O caso Robles é sério. Não só pelo que disse Ricardo Araújo Pereira, que é um fino analista, quando explicou que «um dia, passeando pela Alfama, o camarada Robles deu um pontapé numa pedra e, pouco depois, estava a vender um prédio por mais de 5 milhões de euros sem saber o que se tinha passado». Os casos das centenas de indivíduos ligados à vida política e económica, incluindo o grupo Sócrates, eram simples em comparação: «Recebiam dinheiro por favores, desviavam as verbas dos seus fins, especulavam, em suma, eram corruptos e enriqueciam à nossa custa».
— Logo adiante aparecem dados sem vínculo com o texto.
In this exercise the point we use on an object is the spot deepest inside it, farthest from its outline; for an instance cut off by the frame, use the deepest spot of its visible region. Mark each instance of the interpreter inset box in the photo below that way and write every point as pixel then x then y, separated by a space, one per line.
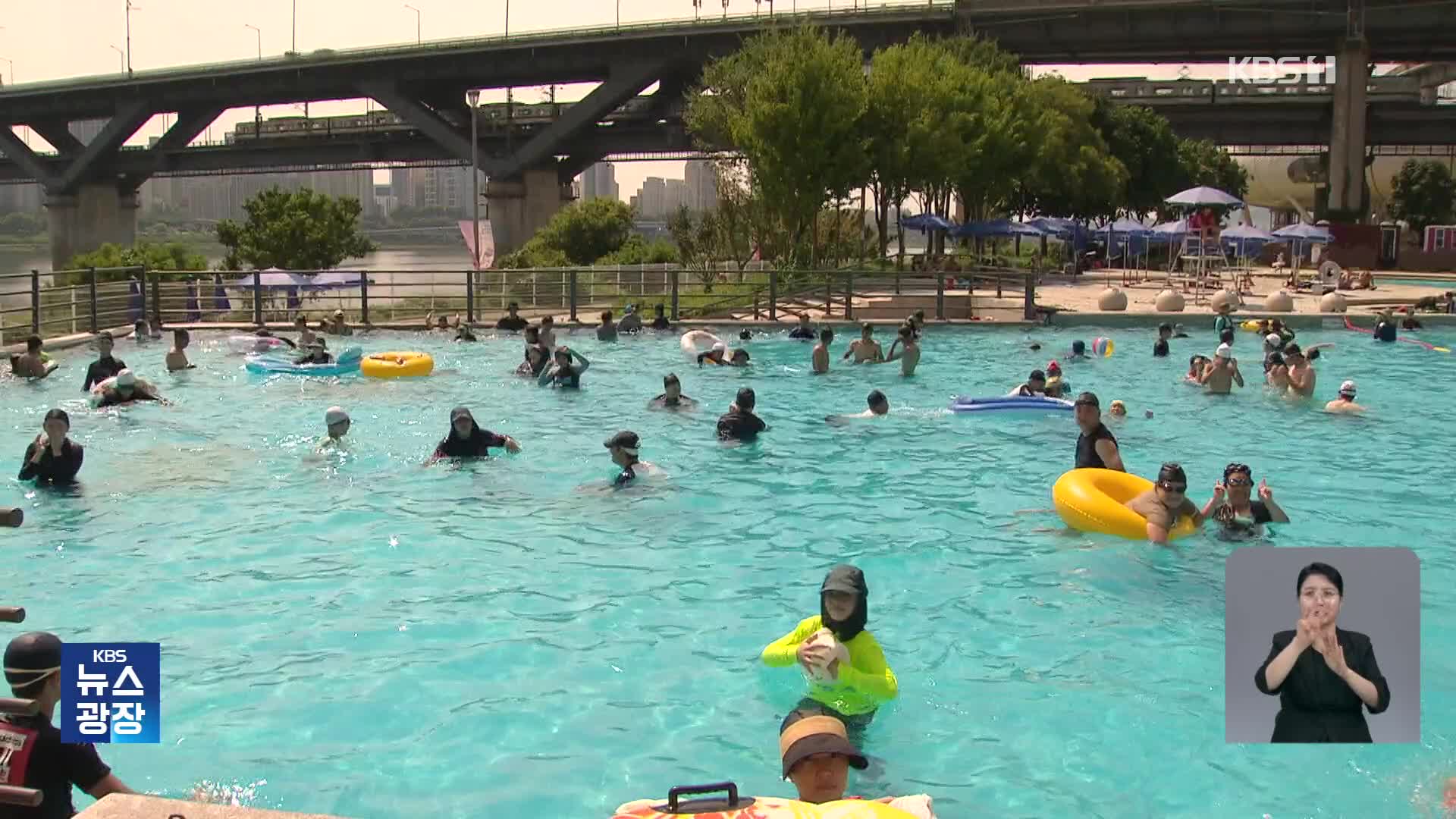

Robles, não. Ele é do «bloco de esquerda» e, portanto, incapaz de tal coisa. E se, por acaso, deu um pontapé na «pedra», a culpa era da irmã… Só faltou explicar como é que, tendo ele declarado um rendimento anual de 20.000 € enquanto vereador da Câmara de Lisboa, um banco lhe emprestou mais de 600 mil € a 16% de juros? Entregando integralmente esse rendimento ao banco e vivendo do ar, conforme o empréstimo exacto, isso levaria mais de 50 anos a liquidar… Será crível? Não me admira que haja quem insista em conhecer todos os pormenores, desde o preço inicial da «pedra», o montante e as condições exactas do empréstimo, e finalmente como é que se chegou ao preço de venda de 5,7 milhões de euros?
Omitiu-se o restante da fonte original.